PITTSBURGH — Researchers have published a new and extensive report examining the factors that are contributing to the state’s teacher shortage.

“We really are seeing a dire and worsening teacher shortage crisis across the Commonwealth,” said Laura Boyce, Executive Director of Teach Plus Pennsylvania, a non-profit.

The 36-page report was written by Boyce along with an author from another non-profit, the National Center on Education & The Economy.

It seeks to summarize the discussions held among education leaders during a summit last September.

According to Boyce, Pennsylvania’s supply of teachers has plummeted by about 2/3 over the last 10 years. States nationwide are facing shortages as well, but most aren’t quite as significant.
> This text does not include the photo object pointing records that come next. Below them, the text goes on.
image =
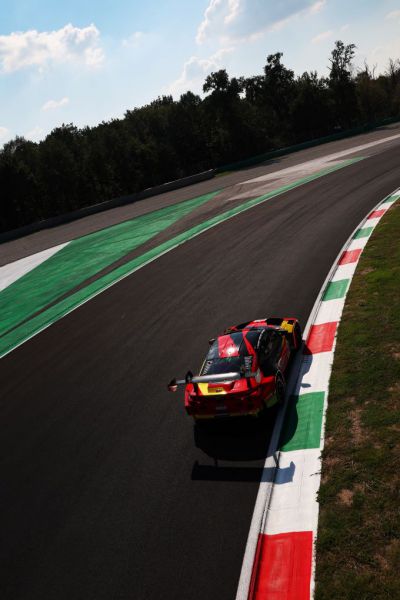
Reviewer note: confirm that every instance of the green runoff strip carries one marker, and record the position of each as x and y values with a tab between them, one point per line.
31	327
363	232
336	289
83	258
303	422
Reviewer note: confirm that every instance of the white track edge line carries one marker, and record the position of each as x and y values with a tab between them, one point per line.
265	490
166	252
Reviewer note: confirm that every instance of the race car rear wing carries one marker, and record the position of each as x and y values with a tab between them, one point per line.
215	378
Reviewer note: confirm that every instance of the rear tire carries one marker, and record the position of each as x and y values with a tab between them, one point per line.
298	337
280	388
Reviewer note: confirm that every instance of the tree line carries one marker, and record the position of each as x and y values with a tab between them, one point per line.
239	117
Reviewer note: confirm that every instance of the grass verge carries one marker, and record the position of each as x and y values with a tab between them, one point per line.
358	545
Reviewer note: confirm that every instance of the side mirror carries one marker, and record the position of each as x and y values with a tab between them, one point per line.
172	386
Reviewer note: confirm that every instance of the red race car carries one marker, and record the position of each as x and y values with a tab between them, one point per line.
244	370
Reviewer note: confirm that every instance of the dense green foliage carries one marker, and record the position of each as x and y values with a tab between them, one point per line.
167	139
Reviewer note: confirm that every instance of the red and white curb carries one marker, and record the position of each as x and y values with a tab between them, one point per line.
279	561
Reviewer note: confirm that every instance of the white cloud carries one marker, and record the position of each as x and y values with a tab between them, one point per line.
134	39
241	20
379	56
316	7
35	134
3	132
322	37
196	69
33	48
395	14
52	104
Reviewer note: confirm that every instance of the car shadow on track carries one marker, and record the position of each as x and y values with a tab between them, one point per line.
235	440
249	439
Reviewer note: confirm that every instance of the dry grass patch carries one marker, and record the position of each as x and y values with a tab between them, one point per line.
358	547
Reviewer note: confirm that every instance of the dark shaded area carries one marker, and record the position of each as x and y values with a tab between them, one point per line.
166	139
101	496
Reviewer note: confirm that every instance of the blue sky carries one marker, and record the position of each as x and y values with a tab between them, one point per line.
91	60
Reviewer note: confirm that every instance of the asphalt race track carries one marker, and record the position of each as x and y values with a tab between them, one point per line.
104	493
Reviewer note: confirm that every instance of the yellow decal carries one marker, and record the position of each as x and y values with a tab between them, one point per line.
206	391
287	326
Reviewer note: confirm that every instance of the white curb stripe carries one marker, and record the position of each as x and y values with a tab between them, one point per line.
291	504
290	508
17	269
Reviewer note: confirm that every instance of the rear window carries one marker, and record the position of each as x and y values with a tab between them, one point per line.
233	364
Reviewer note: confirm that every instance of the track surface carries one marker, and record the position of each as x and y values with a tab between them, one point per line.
104	494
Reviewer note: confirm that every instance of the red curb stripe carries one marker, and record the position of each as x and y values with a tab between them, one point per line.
321	338
282	567
377	213
350	256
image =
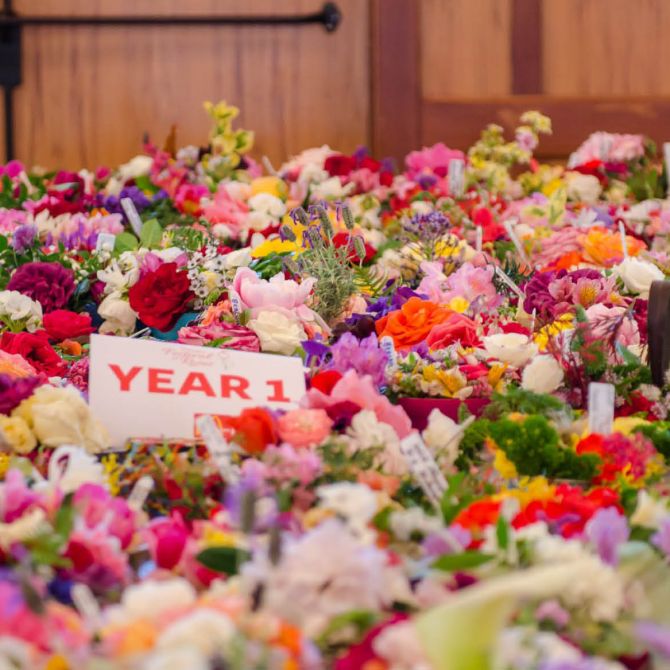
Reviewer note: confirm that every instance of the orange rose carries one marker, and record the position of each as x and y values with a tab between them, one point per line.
255	429
603	247
411	324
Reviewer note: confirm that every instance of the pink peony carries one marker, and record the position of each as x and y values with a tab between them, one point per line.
362	392
304	427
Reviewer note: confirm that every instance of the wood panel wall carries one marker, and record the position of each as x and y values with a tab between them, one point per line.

While the pandemic exacerbated the problem, the shortage “goes back at least a decade if you look at trends,” Boyce said.

The study attributes the shortage to a number of factors. For instance, as teacher salaries remain low, the costs to becoming a certified teacher are meanwhile increasing, the report claims.

It also notes that interest in becoming a teacher is declining, and that new teachers don’t receive the necessary preparation to feel well-equipped and ready to succeed in the classroom, which hurts retention.

Boyce said that “working conditions” are also tough for some, “which includes not just pay but also how teachers are treated at the building level, at a societal level... the conditions that they’re dealing with in terms of how much time they have to plan and collaborate... whether they have opportunities to advance in their careers.”

The report outlines the following policy strategies to improve the teacher workforce:

1. Incentivize high-quality teacher preparation, characterized by rigorous coursework and intentionally designed clinical experiences developed in partnership with local education agencies.

2. Invest in teacher retention through well-defined career ladders.

3. Expand pathways into teaching for youth and paraprofessionals.

4. Improve the financial value proposition for becoming a teacher.

5. Improve data collection to allow for targeted investments in the teacher pipeline.

“This is the most important investment that we can make in our childrens’ future and our future economy and workforce,” Boyce said. “If you don’t have strong teachers, you don’t have a strong workforce, because our teachers are preparing students for every other kind of job. And so, it’s really the smartest and most vital investment we can make as a society that will pay off in so many ways.”